Very similar to any other addiction and part of the lock in process, which keeps you coming back through that virtual cycle of numbing self harm, shame and self loathing. So like any addiction it’s about learning self love and not being heavily self critical when you fall off the wagon. It’s about learning to care for and not judge yourself. Take each day as it comes. Yet unlike other addictions it’s not so easy to follow the path of abstinence and in fact the abstinence element has in its own ability to create chemical and physiological effects.
With anorexia and bulimia being closely linked and the whole body image distortion that plays out in your mind. I still struggle with feeling full and over indulgence - hence I can be quite particular about the kind of foods I eat and act a bit weird around food choices at times.
But I’ve learned to cope and I’ve been able to eat mostly 3 meals a day for a couple of years now which after 30 years is quite an Achievement. I’ve had some blips (which highlight just how easy it is to fall off the wagon), but I think I’ve learned the damage caused by the self loathing that used to always follow when I’d ‘failed’. I think this is the biggest weapon in my self defense - the knowledge that I might have had a wobble, but I don’t need to fall in to that cycle of self loathing for failing, leading me to fail again, leading to further self loathing. I think like any addiction you have to be kind to yourself in order to allow yourself to have a healthy relationship with whatever the trigger is. I guess at the end of the day it’s all about mental health and well-being. I sometimes miss my ability to numb out the world.
I used to be pretty Titanium in my ability to take things on my shoulders, my ability to hide away and block out fears or worries because I would be more focussed on food with the feelings of failure meaning that none of the other stuff really affected me. I think this may have meant I was pretty resilient to whatever life would throw at me.
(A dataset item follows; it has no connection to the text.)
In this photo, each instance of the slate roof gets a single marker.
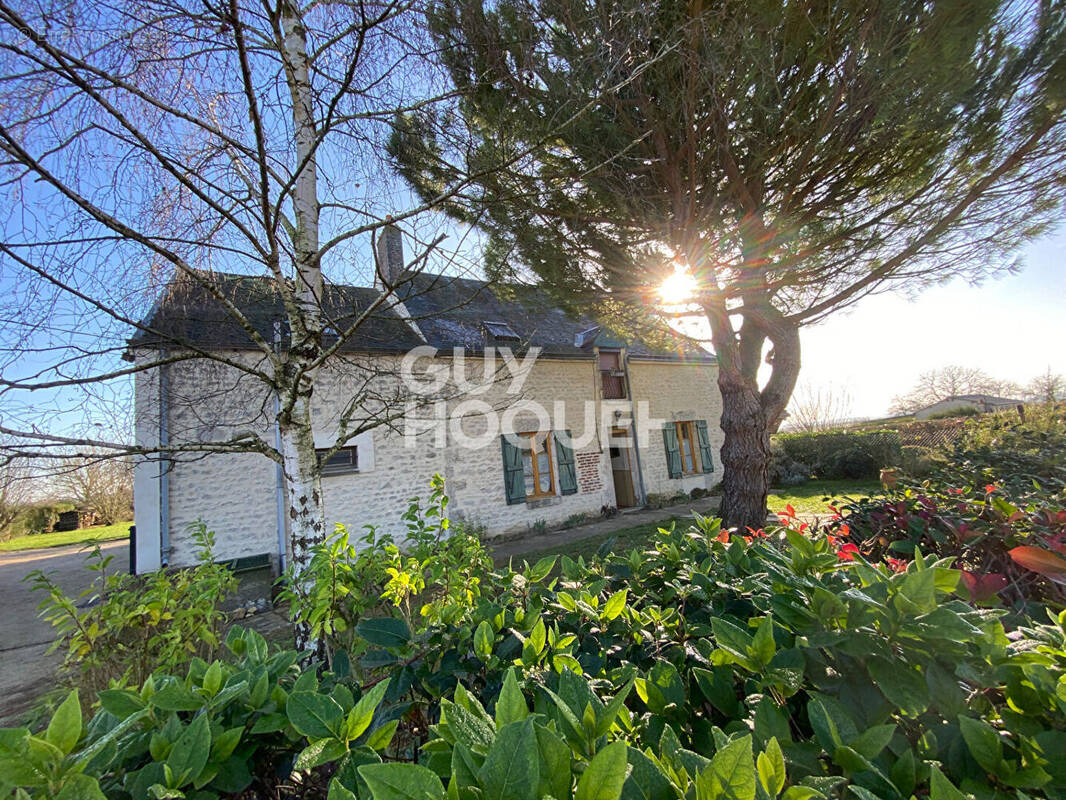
(449, 312)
Like a suit if armour through bulimia, ready to take on and deal with the world and all it could throw my way. To the outside world always upbeat, positive, energetic, etc... making the feelings of shame even greater in holding the public face against the backdrop of chaos and inner turmoil. Learning to feel rather than numb has been hard, especially with dark feelings.
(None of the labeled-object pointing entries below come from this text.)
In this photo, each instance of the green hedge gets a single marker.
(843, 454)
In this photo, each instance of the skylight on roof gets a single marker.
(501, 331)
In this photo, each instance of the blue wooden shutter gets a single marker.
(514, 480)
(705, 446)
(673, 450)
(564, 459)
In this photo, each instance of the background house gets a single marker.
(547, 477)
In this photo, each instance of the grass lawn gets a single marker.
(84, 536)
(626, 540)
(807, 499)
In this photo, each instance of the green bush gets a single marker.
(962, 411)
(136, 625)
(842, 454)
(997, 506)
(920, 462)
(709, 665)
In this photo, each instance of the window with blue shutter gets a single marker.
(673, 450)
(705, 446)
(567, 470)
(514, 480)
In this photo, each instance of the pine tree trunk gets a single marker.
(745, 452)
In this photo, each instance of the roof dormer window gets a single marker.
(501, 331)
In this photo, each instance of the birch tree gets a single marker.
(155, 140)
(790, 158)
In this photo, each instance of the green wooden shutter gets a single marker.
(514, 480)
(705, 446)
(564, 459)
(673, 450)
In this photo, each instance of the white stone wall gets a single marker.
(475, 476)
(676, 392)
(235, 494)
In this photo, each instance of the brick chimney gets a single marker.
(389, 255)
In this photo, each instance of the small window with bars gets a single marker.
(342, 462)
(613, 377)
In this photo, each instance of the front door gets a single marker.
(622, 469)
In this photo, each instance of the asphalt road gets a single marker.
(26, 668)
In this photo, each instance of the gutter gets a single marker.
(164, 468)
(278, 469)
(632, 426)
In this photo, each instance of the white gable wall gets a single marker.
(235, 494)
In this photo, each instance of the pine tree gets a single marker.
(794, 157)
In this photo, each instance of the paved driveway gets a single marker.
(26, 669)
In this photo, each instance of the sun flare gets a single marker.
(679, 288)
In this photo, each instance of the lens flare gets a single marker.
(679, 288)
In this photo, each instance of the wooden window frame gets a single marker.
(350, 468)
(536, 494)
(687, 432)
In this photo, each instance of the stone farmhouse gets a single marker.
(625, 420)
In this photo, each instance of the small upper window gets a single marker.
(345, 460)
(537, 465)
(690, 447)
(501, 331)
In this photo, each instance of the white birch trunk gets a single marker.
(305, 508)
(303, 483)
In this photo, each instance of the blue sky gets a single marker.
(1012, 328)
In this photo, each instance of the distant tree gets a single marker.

Support to recognise that we often create feelings through our own thoughts has been hugely helpful. I have a huge propensity to ruminate, over think and stress. I sometimes feel like I’m having some kind of panic attack. The feeling of heat rising in my chest and my quickening heart beat.
This can happen for work issues or when I’m stressed about being late for the kids or something that isn’t really the end of the world but can sometimes feel like it is... Mindfulness, meditation, laughter and self love is I think the best medicine.
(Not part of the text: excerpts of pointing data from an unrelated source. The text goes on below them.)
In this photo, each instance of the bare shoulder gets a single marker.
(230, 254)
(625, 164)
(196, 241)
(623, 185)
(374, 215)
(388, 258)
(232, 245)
Took me 30 years to find a semblance of peace around food. Getting to a place where three meals a day was ok, where I wasn’t tempted to just lose control at each and every meal, snack, bite... in the past I had days, where I could spend from breakfast till sleep in a cycle of eating myself to a feeling of numbness followed by ridding myself of as much and then repeating the cycle.
Exhausting and I’m sure physically tortuous (with acid indigestion the norm) and mentally feeling like a prisoner to bulimia. The new found freedom over the last couple of years has been much welcomed. I think I feel more now than I have for all of my adult life and life feels pretty hard sometimes. But it also feels amazing sometimes. I am learning to remember that I am worthy of love, self love, self care and kindness.
I still have much work to do, I know I can bury myself in work or busyness to avoid feeling. I know I need to practice patience with the kids more. I know I have way more issues of lack of self confidence in relationships (I think the ice maiden didn’t really ever allow true emotional connection because she was so disconnected from her own emotions). It’s a bit scary, but it’s all learning and learning is good.
And Everyday is magical in whatever way we want to make it to be.